Het EU-actieplan voorziet in vier doelstellingen. Allereerst beschrijft het actieplan
voorstellen om marktdeelnemers en instellingen voor cultureel erfgoed in staat te
stellen om bij te dragen aan de preventie en opsporing van strafbare feiten, het bevorderen
van gericht toezicht en het bevorderen van kennis over het fenomeen en de daarmee
samenhangende criminaliteit. De Commissie zal bijvoorbeeld de United Nations Educational, Scientific, and Cultural Organization (UNESCO) ondersteunen bij de (al gestarte) dialoog met de kunsthandel en door de
ethische code voor musea van de International Council of Museums (ICOM) te bevorderen, naast kennisuitwisseling en samenwerking tussen veldpartijen
en autoriteiten. Ten tweede het versterken van de rechtshandhavings- en justitiële
capaciteiten. Het betreft niet de mogelijkheden om op tactisch niveau politieel of
justitieel samen te werken, maar de mogelijkheden om op strategisch niveau samenwerking
te bevorderen, door uitwisselen van kennis en deskundigheid. Ten derde worden voorstellen
gedaan om internationale samenwerking te verbeteren. Kenmerk van de illegale handel
in cultuurgoederen is het grensoverschrijdend aspect. Deze handel vindt zowel plaats
binnen de EU als daarbuiten. Zo zal de Commissie in samenwerking met de Europese Dienst
voor Extern Optreden (EDEO) zich inzetten voor de bescherming van Oekraïense cultuurgoederen
tegen vernietiging en onderzoek naar witwassen uitbreiden naar Azië en Latijns-Amerika.
Tenslotte, richt het EU-actieplan zich op het verwerven van steun van andere belangrijke
actoren om cultuurgoederen tegen criminaliteit te beschermen.

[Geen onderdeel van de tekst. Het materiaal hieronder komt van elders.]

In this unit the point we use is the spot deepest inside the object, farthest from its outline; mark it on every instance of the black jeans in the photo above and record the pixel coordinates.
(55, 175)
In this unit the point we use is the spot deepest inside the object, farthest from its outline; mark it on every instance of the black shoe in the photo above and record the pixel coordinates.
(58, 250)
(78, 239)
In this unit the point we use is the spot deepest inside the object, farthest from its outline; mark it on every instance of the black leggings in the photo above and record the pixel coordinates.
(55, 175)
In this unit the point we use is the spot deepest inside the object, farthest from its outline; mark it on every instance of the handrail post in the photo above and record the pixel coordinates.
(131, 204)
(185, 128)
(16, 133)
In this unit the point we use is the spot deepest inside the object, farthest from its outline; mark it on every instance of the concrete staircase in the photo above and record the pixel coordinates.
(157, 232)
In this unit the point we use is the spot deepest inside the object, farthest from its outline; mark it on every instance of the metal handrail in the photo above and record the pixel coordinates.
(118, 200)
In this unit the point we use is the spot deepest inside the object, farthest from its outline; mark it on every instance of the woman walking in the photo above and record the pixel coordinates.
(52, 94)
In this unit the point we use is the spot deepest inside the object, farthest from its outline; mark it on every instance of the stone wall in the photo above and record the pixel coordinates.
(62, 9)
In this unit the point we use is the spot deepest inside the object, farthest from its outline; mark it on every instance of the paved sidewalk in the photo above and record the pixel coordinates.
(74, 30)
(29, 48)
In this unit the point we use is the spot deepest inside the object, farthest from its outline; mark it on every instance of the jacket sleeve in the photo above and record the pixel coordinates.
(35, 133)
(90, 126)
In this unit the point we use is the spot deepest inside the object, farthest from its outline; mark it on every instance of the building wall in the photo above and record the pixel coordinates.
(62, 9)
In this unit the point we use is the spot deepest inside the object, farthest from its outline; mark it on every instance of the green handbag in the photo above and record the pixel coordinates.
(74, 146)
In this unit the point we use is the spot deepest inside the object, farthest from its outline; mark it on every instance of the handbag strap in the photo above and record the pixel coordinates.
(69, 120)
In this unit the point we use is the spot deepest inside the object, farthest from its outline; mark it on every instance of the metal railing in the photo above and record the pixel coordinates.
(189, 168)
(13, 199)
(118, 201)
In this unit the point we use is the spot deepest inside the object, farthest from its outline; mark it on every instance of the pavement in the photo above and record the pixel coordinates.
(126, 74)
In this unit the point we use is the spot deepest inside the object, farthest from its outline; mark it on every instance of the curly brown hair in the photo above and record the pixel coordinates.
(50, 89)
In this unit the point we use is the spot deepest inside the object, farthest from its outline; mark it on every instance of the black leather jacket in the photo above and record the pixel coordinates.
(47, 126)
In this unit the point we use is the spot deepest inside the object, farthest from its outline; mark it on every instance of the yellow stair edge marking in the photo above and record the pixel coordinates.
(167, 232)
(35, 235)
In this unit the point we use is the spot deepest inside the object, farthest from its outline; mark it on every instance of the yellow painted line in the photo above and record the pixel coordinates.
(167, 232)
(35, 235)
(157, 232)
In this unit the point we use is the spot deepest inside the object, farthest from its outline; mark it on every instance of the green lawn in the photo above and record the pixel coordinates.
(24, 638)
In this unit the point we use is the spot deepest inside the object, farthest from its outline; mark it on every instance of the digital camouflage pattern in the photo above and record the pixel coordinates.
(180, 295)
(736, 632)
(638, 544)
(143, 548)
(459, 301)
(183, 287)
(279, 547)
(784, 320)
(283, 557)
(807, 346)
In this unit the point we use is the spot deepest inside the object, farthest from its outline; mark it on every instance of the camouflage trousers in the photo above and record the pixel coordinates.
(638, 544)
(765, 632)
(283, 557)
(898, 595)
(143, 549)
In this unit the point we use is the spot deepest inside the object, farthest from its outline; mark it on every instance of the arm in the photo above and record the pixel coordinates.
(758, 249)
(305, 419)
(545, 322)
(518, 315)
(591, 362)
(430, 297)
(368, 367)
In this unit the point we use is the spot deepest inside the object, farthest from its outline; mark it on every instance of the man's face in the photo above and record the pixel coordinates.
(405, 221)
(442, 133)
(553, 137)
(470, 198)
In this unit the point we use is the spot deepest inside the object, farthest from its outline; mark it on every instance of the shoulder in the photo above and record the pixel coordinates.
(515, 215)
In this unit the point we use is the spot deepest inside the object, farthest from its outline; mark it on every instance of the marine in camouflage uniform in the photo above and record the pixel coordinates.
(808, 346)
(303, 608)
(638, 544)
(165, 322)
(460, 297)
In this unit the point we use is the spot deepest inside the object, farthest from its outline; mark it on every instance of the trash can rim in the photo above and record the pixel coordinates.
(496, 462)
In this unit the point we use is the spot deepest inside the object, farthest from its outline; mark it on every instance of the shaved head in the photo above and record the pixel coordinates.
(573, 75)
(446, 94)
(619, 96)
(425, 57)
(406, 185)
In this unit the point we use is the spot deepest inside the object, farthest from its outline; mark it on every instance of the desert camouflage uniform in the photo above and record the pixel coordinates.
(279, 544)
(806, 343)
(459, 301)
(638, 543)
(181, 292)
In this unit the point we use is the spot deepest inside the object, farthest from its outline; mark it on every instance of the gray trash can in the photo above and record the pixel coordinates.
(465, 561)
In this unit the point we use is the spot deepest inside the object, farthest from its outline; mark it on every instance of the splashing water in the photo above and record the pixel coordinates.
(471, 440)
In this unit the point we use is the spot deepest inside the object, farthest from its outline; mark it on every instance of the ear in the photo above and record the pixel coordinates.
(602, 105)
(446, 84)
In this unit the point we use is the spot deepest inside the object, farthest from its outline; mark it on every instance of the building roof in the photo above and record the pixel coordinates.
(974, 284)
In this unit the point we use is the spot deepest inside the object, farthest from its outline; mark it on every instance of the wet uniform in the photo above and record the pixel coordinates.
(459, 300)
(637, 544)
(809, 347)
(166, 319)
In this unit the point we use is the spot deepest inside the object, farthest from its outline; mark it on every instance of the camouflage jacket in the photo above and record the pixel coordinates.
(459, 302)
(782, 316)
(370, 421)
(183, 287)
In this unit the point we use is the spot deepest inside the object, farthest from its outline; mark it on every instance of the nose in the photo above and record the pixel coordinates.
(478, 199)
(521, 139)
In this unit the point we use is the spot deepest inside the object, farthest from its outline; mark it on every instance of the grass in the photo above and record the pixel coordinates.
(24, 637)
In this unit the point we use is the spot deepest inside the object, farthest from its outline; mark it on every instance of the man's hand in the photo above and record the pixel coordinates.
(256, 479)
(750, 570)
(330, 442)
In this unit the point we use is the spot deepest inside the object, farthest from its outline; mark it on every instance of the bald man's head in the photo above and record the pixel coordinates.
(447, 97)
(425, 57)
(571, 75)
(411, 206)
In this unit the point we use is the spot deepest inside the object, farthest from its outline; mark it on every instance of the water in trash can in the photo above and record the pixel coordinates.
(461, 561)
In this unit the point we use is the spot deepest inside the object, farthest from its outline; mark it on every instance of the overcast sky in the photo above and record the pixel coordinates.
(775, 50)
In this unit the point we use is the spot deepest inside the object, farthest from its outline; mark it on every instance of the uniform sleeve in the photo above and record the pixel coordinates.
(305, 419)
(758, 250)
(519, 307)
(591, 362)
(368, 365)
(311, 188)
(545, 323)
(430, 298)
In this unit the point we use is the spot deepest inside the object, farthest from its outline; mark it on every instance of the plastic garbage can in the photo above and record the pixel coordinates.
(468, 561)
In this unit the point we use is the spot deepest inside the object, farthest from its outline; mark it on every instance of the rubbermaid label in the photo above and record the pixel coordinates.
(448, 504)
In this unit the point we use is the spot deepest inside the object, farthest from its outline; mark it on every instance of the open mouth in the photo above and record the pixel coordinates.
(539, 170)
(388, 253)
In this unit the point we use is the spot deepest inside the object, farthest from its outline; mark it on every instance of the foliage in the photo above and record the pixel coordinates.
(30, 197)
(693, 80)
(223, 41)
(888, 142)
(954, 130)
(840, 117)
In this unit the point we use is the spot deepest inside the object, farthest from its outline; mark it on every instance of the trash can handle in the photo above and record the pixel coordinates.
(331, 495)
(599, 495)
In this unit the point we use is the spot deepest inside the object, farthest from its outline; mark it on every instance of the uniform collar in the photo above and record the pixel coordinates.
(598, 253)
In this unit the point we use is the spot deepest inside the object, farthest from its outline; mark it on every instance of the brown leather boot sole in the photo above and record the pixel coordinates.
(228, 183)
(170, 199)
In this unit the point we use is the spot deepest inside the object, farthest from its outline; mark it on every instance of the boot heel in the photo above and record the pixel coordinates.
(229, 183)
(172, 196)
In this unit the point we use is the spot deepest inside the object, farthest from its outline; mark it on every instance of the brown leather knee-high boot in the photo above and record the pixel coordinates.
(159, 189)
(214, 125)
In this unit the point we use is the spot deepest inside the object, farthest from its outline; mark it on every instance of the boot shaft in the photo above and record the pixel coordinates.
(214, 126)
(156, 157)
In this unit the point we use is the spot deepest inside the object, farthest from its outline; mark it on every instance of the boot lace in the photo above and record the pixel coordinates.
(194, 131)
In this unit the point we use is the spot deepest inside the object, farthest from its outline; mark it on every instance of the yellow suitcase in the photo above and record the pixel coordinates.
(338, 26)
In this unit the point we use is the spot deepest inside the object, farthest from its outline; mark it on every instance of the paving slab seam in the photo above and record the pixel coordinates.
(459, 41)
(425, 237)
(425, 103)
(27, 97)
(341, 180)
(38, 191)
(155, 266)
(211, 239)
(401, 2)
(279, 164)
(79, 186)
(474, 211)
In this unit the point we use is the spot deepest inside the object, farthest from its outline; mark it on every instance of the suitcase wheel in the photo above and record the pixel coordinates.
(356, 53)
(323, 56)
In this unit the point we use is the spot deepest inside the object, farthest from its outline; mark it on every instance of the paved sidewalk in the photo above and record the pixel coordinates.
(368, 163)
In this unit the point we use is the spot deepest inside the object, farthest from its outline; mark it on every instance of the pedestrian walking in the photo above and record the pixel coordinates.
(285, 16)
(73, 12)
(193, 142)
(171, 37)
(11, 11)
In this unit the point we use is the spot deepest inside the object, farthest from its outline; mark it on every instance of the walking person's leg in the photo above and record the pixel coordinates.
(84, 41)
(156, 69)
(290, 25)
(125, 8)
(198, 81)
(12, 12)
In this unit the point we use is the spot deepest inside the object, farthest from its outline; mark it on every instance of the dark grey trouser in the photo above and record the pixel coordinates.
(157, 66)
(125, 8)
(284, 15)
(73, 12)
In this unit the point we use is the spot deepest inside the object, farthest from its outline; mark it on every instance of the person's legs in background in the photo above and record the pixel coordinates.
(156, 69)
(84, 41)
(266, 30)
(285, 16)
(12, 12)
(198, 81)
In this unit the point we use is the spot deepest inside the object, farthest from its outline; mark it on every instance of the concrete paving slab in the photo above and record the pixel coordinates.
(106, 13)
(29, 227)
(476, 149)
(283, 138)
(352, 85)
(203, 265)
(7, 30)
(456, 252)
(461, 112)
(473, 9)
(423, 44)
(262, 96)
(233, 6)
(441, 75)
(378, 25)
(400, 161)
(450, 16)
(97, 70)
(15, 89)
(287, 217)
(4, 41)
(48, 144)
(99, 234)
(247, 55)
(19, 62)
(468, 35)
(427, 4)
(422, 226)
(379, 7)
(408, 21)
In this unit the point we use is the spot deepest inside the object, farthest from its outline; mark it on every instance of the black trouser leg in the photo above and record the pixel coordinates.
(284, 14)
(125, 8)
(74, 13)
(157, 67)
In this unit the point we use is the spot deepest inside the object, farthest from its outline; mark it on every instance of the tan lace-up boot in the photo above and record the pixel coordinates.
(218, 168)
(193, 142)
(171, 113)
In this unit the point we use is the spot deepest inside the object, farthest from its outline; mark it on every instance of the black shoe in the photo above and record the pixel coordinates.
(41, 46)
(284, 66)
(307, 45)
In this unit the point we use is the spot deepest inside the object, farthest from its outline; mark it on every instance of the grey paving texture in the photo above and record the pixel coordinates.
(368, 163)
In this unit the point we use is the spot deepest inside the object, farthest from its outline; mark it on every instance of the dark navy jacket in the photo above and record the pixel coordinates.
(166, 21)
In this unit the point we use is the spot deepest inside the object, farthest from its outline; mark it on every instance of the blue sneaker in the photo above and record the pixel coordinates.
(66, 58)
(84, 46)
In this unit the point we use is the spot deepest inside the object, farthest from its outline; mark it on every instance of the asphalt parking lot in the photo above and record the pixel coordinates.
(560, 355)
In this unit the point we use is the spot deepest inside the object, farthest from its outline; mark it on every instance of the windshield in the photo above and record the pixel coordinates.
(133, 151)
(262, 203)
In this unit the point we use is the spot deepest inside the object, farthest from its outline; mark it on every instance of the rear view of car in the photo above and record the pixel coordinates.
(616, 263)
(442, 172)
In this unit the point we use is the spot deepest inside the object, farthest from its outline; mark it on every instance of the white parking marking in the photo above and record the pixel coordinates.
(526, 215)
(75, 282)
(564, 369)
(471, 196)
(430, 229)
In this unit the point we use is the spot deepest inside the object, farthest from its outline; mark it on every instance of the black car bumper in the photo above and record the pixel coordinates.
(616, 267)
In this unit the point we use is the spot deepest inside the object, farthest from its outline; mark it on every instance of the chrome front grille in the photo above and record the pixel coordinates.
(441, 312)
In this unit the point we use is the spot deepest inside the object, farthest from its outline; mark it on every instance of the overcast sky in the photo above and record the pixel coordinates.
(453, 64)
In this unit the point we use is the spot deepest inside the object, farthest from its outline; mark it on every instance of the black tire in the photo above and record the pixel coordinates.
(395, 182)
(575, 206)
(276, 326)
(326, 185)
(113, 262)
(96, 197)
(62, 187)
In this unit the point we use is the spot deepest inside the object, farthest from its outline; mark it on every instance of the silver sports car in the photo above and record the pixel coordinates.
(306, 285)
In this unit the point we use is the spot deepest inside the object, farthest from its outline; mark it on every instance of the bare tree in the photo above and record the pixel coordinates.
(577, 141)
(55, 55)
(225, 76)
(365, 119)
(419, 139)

Een belangrijk aspect
daarbij is de publieke bewustwording van de bestrijding van de illegale handel in
cultuurgoederen. Ondersteuning van derde partijen om het publiek te informeren, met
een nadruk op jongeren, is daarbij belangrijk. Voorbeelden daarvan zijn het opstellen
van een handboek voor journalisten door UNESCO, het steunen van jongereninitiatieven
vanuit Creative Europe en Erasmus+ en activiteiten vanuit de ICOM.
3. Nederlandse positie ten aanzien van het voorstel
a) Essentie Nederlands beleid op dit terrein
Nederland draagt actief bij om de internationale samenwerking in de aanpak van de
illegale handel in cultuurgoederen te bevorderen, ook vanuit de verplichtingen die
voortvloeien uit EU- en UNESCO-regelgeving. Zo heeft Nederland het voortouw bij de
uitvoering van de zogenaamde Pandora-acties1 en is Nederland actief in Cultnet2. Daarnaast is het kabinet voorstander van de versterking van de aanpak gericht op
preventie en internationale samenwerking, door middel van informatie en kennisuitwisseling,
evidence based onderzoek en deskundigheidsbevordering.
Sinds 2012 zet Nederland in de vierhoek Inspectie Overheidsinformatie en Erfgoed,
Douane, Politie en Openbaar Ministerie al in op de verbetering van de werking van
de toezichts- en handhavingsketen, waardoor samenwerking, kennisoverdracht en deskundigheidsbevordering
efficiënter en effectiever kan plaatsvinden. Binnen het Landelijk Parket van het OM
is een officier van justitie aangewezen die de aanpak van kunstcriminaliteit, waaronder
de bestrijding van de illegale handel in cultuurgoederen wordt begrepen, als aandachtspunt
heeft. Naast de expertise en intelligence functie beheert de politie (bij de groep
Kunst- en Antiekcriminaliteit bij de Dienst Landelijke Informatie Organisatie), een
nationale database van in Nederland gestolen voorwerpen. De gegevens worden aangeleverd
aan de database van Interpol, waar deze informatie publiekstoegankelijk is. Voorts
worden thans stappen gezet om het Digitaal Opkopersregister ook voor kunst- en cultureel
erfgoed voorwerpen te verplichten. De Inspectie Overheidsinformatie en Erfgoed en
Douane werken al geruime tijd samen bij de invoer en uitvoer van cultuurgoederen.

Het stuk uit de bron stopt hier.